Today Adobe announced the Open Screen Project which aims to bring the Flash player to as many different devices as possible.

Cutting through the jargon on the press release, the most significant points are that Adobe are removing restrictions on usage of the Flash and Flash video specifications (SWF, FLV, and F4V), publishing the device porting layer APIs, and removing the licensing fees for the next major version of the Flash Player and AIR for devices. Which means that developers will now be able to port Flash to any device, and distribute and deploy it for free. Additionally, the Flash Cast and AMF data transfer protocols will be published.

While Flash Player has long been an almost ubiquitous platform for desktop PCs, this new move aims to do the same for phones and portable devices. Ryan Stewart and Dave McAllister from Adobe have both written blog posts on the announcement.

Essentially, the Flash player is now about as open as it can possibly be without being open source. It’s an interesting move by Adobe, and I’m sure many will be watching to see what comes out of it.

  • Matt

    How about (64bit) Linux in the first place? C’mon Adobe …

  • n0other

    That’s really great news, more future phones will now be able to have flash support. For example, UIQ3 based symbian phones don’t have a flash player yet, and as the developers said, getting flash there is not a technical obstacle, but more a legal one. Glad to see this obstacle being removed.

  • MouseAT

    This is excellent news, and means we should actually have some 64bit flash players available soon. A big thumbs-up to Adobe for doing the right thing.

  • wwb_99

    Translation: Adobe realized they needed to beat the mobile version of Silverlight to market.
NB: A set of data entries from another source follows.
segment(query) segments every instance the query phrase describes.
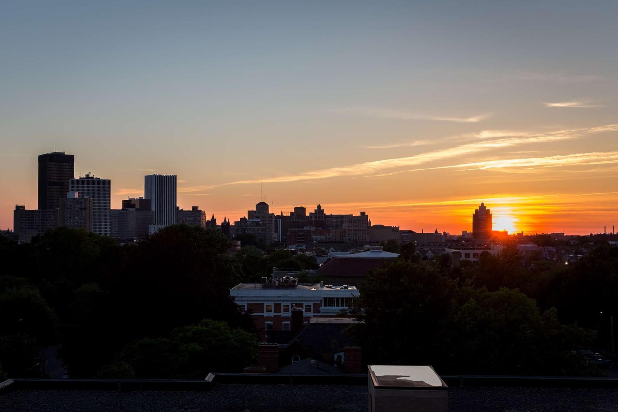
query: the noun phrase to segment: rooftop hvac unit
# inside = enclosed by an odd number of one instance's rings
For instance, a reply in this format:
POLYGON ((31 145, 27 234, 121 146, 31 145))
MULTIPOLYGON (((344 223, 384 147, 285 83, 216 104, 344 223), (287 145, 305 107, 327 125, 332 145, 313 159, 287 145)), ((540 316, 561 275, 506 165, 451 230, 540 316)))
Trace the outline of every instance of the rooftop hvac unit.
POLYGON ((448 387, 431 366, 370 365, 370 412, 447 412, 448 387))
  • “Flash in the morning, Flash in the evening, Flash at supper time! When you can have on a bagel, you can have Flash at anytime!”

    …I’m not so sure this is a good thing…

  • duggum

    Matt said: “How about (64bit) Linux in the first place? C’mon Adobe …”

    The way I read the announcement, anyone will be free to make their own Flash player now. Relying on Adobe to get with the program on a 64-bit Linux player might not be necessary any more.


  • Does this mean IE can finally get rid of that annoying click-to-click-to-start “feature”??


  • Regular User

    Just what we need: more Flash – aaargh!